30. One of the key witnesses for the prosecution was T. Maheswari Reddy (PW-21) who was supposed to have been travelling in the van along with certain others, who have not been examined, coming from the opposite side towards Daringibadi. According to her, one person on a motor cycle chased the van and when he neared it, he smashed the wind-shield glass of the van with a wooden lathi. She stated as under:

"1... The person who was following us by Herohonda motorcycle reached near our vehicle and stationed the vehicle (motorcycle) and he being armed with a wooden lathi had given several blows on the wind- shield glass of the vehicle and destroyed it..."

31. However, the IO himself has contradicted the above evidence by saying as under:

JCRLA No.77 of 2006 & CRLA No.432 of 2006 Page 15 of 23
"20. I did not find any mark of violence or damage of the wind shield glass or side glass of the said Maruti Van during the investigation..."

32. The person who is supposed to have followed in the van was himself examined as a prosecution witness. He was Dillip Kumar Naik (PW-5) who stated as under:

"On 13.9.2000 at 2.30 P.M. I picked up Bhabanisankar bus at Surada and went to Daringibadi in the said bus. When the bus reached near the spot and driver told that something has been happened and accordingly stopped the bus. We the passengers got down from the bus and saw the two dead bodies are lying on the road side being murdered. I also found one Hero Honda motor cycle lying at the spot. The driver of the bus told that a car passed through that route towards Surada at which I picked up the Hero Honda Motor cycle which was lying at the spot and followed the car and found the car was occupied by three gents and three ladies including the driver. On our enquiry, the occupants of the car told to have seen a scuffle between the accused persons in one hand and five to six on the other hand and out of fear they returned towards Surada. So I went to the police station taking the car with me. The Hero Honda motor cycle in which I came to police station was kept in the police station.

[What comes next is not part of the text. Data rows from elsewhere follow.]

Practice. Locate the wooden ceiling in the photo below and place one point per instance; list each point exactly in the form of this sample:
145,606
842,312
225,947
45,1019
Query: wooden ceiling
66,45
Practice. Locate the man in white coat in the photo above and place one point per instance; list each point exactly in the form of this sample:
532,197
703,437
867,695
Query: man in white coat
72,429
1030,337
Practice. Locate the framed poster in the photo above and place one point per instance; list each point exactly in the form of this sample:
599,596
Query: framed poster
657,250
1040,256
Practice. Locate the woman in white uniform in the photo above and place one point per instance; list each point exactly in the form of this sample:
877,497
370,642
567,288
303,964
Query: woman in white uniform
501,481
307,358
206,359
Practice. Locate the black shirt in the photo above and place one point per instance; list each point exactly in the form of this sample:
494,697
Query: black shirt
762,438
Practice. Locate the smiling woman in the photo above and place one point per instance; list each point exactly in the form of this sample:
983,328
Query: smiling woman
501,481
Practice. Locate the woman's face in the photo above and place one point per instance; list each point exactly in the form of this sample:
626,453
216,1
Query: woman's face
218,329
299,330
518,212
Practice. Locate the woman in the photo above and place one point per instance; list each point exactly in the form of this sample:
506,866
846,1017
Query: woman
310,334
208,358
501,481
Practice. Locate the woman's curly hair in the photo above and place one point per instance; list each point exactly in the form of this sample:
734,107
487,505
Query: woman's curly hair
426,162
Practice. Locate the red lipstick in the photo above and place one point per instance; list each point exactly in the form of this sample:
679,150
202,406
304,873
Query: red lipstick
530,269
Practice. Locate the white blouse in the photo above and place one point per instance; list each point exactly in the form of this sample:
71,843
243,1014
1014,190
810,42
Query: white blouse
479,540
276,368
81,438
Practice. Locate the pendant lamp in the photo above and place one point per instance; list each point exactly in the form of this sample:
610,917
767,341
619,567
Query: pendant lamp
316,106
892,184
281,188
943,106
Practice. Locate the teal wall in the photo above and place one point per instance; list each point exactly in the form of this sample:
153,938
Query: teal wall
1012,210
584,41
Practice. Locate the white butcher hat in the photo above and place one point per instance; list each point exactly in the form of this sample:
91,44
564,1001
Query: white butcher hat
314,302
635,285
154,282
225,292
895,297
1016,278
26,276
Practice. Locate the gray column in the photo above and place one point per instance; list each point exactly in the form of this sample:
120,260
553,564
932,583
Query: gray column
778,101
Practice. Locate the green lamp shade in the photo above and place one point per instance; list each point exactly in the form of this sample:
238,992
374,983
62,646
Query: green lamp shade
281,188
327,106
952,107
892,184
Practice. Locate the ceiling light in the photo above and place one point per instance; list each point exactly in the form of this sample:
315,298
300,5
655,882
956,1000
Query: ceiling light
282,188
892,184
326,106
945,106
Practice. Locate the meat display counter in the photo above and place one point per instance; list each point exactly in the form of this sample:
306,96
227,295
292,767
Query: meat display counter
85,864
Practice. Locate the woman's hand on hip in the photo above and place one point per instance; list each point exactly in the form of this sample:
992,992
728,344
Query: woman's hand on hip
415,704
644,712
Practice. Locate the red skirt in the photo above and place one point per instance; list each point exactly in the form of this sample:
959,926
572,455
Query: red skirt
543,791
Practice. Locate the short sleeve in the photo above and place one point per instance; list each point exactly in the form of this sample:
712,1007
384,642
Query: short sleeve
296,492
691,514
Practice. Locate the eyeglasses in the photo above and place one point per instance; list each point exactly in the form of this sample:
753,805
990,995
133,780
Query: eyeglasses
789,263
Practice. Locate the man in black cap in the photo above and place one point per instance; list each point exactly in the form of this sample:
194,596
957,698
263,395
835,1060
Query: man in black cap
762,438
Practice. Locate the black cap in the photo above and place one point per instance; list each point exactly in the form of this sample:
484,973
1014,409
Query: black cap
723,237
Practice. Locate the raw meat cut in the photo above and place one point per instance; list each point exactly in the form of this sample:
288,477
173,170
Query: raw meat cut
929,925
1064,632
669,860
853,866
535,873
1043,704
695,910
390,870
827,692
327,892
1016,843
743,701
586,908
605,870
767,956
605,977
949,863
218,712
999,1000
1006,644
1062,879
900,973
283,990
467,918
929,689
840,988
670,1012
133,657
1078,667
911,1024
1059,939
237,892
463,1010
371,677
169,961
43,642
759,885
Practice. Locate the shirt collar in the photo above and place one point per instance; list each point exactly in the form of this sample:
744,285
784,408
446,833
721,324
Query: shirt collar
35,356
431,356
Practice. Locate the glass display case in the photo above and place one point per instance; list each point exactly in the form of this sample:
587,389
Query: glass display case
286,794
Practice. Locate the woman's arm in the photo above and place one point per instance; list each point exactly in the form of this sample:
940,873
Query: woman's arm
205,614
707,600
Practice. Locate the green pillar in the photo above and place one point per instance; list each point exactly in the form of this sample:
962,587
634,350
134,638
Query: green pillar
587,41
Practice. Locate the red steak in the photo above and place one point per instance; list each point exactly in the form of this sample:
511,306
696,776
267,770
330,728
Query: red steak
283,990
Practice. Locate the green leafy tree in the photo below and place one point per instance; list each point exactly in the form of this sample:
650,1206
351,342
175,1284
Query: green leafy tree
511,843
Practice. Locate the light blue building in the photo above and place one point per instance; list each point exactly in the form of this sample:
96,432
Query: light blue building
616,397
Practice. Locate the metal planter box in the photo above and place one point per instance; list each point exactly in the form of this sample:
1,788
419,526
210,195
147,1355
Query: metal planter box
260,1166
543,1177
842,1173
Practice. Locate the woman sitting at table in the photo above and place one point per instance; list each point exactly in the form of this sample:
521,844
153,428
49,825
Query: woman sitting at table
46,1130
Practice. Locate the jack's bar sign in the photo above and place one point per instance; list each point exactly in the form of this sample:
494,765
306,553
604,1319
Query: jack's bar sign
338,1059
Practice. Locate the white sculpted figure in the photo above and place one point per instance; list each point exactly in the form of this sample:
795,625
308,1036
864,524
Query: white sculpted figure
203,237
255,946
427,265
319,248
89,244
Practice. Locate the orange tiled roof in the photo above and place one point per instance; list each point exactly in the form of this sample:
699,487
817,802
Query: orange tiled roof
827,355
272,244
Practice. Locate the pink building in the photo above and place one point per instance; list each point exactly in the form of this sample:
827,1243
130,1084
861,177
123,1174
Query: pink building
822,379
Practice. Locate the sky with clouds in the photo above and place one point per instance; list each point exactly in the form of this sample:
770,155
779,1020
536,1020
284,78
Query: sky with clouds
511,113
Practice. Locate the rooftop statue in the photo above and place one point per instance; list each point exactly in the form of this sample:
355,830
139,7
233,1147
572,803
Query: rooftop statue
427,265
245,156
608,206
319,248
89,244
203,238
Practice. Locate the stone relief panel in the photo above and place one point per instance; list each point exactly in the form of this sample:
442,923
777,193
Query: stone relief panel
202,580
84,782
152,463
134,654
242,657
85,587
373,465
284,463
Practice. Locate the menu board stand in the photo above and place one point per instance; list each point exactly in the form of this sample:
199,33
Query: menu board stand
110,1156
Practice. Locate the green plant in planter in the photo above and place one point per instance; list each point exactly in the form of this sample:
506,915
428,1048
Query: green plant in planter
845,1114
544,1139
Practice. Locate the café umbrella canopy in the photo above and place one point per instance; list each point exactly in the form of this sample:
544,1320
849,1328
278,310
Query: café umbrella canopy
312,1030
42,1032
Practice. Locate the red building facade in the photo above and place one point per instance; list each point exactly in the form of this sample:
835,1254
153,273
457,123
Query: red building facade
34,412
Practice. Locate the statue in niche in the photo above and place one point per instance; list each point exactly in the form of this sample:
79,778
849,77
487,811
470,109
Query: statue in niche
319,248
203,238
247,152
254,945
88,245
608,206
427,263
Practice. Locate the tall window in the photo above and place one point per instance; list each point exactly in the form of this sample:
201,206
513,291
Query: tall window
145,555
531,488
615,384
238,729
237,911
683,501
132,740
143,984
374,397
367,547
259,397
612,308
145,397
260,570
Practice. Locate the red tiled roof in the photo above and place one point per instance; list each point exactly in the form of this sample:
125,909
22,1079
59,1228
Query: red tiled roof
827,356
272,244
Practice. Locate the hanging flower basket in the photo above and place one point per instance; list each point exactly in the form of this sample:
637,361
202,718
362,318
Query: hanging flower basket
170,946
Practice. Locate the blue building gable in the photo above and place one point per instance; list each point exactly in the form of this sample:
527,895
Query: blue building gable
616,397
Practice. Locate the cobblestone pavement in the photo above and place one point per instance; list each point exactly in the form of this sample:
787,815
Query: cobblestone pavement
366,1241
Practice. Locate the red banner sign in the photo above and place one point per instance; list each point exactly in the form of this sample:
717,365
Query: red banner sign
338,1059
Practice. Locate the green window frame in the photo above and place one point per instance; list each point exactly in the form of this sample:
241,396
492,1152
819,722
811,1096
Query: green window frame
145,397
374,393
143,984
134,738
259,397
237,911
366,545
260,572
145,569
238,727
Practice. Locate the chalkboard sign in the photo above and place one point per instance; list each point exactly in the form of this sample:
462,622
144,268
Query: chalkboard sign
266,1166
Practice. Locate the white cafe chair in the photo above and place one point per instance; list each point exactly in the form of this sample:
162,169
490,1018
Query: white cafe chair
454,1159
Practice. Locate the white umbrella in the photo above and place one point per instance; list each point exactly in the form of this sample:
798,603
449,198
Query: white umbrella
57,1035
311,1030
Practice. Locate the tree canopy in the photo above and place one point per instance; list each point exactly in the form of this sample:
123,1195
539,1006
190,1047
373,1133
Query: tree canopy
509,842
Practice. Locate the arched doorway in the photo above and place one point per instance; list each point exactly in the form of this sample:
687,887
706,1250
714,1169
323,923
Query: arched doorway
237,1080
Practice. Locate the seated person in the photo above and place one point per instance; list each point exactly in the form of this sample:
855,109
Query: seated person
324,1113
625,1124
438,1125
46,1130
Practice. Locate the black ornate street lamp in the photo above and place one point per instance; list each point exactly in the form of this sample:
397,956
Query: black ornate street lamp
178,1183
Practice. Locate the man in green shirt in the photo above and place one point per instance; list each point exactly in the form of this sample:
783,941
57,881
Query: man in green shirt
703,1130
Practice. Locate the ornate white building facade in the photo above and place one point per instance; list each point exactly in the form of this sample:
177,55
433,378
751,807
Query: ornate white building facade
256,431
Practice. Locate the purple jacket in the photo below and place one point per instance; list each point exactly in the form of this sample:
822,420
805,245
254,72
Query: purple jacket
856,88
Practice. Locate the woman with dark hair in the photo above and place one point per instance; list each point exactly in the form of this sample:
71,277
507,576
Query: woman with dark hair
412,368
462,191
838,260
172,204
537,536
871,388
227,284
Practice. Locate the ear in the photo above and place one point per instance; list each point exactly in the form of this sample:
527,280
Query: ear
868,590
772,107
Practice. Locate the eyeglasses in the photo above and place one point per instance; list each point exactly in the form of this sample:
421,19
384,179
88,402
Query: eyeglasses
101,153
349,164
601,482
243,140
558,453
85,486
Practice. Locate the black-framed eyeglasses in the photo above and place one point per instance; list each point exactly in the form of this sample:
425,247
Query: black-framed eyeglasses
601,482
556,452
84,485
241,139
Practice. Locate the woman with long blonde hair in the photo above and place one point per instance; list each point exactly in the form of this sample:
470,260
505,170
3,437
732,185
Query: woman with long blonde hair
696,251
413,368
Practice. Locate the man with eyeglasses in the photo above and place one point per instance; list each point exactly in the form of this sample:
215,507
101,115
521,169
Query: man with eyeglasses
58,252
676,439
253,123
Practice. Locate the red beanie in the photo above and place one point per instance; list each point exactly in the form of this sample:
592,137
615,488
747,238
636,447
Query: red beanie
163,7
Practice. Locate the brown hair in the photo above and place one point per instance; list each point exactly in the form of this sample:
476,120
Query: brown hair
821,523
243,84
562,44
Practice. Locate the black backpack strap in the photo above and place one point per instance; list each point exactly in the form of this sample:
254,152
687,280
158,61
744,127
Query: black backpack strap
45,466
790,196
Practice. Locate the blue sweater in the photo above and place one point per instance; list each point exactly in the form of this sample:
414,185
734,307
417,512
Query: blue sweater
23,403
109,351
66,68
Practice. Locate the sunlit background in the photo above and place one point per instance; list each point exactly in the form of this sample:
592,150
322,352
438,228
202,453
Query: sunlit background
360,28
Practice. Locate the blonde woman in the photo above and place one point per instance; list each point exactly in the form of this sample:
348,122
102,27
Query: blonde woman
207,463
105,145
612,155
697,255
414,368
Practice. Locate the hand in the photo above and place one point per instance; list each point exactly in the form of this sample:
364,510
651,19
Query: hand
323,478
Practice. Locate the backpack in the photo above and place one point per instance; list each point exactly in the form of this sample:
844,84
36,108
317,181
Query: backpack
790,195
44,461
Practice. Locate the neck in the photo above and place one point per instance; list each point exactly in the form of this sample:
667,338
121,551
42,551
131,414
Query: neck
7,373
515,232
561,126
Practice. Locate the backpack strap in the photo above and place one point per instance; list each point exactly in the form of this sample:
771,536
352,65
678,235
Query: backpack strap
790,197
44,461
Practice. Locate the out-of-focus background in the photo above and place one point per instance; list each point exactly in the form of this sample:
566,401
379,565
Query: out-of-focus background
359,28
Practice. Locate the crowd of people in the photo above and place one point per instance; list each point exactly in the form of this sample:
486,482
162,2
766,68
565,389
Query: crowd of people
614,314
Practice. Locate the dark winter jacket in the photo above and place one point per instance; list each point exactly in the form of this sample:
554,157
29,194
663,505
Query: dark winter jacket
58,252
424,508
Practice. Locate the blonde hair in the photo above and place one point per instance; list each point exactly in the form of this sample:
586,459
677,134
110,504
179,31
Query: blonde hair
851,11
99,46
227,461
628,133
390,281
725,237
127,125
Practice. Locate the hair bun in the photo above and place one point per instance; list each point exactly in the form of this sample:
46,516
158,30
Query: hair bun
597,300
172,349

33. Yet, PW-21 does not identify PW-5 as the person who was seen at the spot attacking the deceased. PW-21 herself appears to be not saying the entire truth and her evidence does not inspire confidence. In particular her strange behavior of not disclosing to the villagers who arrived near the van when six persons were assaulting the two deceased by means of knife and sword or even telling the police about the occurrence appears to be odd. In her deposition, she states as under:

JCRLA No.77 of 2006 & CRLA No.432 of 2006 Page 16 of 23
"8. I did not disclose to the villagers arrived near our van while we were returning from the place of occurrence that six persons were assaulting two persons by means of knife and sword at a distance of 3 to 4 Kms. from Gajalbadi towards Daringibadi. I also did not (sic) disclose the police personnel at the place where our vehicle was stopped due to want of fuel that I have seen six persons were assaulting two persons by means of knife and sword at a distance of about 3 to 4 Kms from G Gajalbadi towards Daringibadi."

34. This kind of behavior of a PW creates doubts about the credibility of her testimony. For instance, in Shankarlal v. State of Rajasthan (2004) 10 SCC 632, the unreliability of a person who could be termed as a purely 'chance witness', which is what PW-21 was, led to acquittal of the accused in that case.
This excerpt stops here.